The present invention is directed to an endohedral metallofullerene and a method for the making the same. More particularly the present invention is directed to a trimetallic nitride endohedral metallofullerene and a method for making the same.
Fullerenes are a family of closed-caged molecules made up of carbon atoms. The closed-caged molecules consist of a series of five and six member carbon rings. The fullerene molecules can contain 500 or more carbon atoms. The most common fullerene is the spherical C.sub.60 molecule taking on the familiar shape of a soccer ball.
Fullerenes are typically produced by an arc discharge method using a carbon rod as one or both of the electrodes in a Kratschmer-Huffman generator. Kratschmer, W. et al., Chem. Phys. Lett., 170, 167-170 (1990) herein incorporated by reference in its entirety. Typically the generator has a reaction chamber and two electrodes. The reaction chamber is evacuated and an inert gas is introduced in the reaction chamber at a controlled pressure. A potential is applied between the electrodes in the chamber to produce an arc discharge. The arc discharge forms a carbon plasma in which fullerenes of various sizes are produced.
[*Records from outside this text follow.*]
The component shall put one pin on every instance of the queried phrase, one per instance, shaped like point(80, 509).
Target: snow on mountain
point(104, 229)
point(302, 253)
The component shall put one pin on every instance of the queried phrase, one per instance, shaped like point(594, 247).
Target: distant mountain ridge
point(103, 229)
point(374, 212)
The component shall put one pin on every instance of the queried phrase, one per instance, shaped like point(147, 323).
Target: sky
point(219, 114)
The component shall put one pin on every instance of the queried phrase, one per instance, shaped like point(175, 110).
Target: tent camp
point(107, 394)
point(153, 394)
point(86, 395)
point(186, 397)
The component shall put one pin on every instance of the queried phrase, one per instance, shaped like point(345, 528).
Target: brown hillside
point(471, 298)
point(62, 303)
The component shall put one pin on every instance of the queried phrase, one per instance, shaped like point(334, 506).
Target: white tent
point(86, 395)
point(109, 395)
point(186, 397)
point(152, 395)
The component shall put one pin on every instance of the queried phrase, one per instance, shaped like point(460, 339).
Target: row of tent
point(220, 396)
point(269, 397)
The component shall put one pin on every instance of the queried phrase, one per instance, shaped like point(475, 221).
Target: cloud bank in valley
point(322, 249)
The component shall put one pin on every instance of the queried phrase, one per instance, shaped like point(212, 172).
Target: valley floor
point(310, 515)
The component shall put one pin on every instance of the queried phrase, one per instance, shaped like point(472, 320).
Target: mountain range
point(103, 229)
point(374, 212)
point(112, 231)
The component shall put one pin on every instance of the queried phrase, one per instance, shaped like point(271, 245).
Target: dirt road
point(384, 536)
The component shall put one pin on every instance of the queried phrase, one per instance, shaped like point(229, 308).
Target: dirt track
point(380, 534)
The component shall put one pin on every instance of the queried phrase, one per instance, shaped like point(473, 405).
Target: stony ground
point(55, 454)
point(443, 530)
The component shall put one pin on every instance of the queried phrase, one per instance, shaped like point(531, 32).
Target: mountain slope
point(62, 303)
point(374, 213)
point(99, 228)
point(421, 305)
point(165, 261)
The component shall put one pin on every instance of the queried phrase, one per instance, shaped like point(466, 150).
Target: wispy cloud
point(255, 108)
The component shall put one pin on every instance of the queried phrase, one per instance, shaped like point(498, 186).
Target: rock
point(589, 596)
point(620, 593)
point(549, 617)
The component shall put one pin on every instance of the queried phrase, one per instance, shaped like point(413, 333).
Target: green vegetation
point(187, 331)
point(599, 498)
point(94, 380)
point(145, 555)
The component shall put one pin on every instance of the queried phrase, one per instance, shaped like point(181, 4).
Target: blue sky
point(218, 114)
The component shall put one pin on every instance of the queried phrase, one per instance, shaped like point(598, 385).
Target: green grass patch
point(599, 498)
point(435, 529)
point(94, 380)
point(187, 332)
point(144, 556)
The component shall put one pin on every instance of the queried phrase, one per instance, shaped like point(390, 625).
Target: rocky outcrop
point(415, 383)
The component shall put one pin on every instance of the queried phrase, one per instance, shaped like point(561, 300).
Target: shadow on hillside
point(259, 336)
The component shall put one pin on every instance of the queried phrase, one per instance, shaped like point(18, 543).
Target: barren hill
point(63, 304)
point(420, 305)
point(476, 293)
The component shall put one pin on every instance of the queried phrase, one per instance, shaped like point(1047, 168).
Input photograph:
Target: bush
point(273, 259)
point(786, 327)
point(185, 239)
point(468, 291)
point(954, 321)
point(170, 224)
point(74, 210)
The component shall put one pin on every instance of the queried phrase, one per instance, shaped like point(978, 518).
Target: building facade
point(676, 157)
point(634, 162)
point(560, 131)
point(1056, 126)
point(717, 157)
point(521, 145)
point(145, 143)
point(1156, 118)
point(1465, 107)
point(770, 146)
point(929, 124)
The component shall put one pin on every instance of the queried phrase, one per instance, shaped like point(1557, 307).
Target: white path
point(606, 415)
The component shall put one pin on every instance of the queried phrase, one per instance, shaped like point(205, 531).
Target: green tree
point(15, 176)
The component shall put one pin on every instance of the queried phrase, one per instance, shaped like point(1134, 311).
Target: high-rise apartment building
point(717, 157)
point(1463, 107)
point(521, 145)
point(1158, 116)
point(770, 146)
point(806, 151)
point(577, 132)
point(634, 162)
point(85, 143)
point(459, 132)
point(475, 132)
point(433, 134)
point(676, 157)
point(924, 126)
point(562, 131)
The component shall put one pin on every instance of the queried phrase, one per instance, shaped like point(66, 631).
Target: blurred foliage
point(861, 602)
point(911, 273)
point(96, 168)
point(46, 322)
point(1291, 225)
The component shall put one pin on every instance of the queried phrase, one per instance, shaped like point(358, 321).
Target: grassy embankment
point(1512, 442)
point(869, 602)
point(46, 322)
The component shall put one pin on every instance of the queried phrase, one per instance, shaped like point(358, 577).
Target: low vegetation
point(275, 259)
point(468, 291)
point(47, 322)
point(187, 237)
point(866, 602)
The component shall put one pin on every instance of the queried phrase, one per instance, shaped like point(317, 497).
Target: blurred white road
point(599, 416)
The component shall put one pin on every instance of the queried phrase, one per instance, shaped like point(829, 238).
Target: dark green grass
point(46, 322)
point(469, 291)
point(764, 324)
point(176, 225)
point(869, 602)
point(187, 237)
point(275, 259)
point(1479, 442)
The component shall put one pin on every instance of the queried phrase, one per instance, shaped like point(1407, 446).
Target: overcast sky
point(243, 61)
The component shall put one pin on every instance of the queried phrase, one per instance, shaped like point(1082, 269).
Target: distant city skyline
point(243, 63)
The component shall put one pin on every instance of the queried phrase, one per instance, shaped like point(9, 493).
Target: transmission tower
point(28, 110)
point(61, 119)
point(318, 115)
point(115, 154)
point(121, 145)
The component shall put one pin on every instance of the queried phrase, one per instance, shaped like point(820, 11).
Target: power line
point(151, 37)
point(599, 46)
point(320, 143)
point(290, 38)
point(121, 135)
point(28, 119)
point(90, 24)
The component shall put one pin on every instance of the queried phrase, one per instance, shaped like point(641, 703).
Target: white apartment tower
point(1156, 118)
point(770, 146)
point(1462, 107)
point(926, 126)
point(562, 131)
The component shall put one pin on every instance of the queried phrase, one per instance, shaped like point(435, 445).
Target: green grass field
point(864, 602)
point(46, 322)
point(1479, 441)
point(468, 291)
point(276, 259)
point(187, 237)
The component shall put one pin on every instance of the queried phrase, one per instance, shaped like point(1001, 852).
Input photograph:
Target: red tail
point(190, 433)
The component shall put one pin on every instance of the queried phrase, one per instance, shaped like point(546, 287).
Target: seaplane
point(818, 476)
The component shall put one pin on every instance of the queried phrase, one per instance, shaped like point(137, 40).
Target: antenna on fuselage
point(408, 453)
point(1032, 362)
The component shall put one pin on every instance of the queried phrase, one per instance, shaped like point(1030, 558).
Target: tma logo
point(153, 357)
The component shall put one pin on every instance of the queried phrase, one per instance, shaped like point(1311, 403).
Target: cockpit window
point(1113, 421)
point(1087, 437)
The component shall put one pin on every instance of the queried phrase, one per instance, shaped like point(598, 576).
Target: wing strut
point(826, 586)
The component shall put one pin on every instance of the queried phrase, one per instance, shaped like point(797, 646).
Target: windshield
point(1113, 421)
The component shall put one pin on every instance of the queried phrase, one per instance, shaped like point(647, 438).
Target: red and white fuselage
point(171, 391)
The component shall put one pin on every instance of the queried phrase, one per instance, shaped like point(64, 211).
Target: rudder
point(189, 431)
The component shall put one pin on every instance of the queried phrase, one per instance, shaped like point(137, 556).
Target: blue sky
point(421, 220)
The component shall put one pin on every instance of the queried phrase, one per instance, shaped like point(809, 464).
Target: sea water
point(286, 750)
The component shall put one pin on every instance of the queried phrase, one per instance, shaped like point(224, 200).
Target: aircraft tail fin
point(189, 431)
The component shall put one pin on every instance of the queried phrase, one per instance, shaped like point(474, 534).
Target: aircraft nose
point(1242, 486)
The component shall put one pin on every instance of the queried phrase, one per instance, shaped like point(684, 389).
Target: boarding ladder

Many derivatives of fullerenes have been prepared including encapsulating metals inside the fullerene cage. Metal encapsulated fullerenes are typically prepared by packing a cored graphite rod with the metal oxide of the metal to be encapsulated in the fullerene cage. The packed graphite rod is placed in the generator and arc discharged to produce fullerene products. The formation of metal encapsulated fullerences is a complicated process and typically yields only very small amounts of the metal fullerenes.
Fullerenes and their derivatives are useful as superconductor materials, catalysts, and nonlinear optical materials. Fullerene compounds can also find utility as molecular carriers for drugs or catalysts. Fullerenes containing radioactive metals can be useful in missile therapy for cancer and as a radionuclide tracer.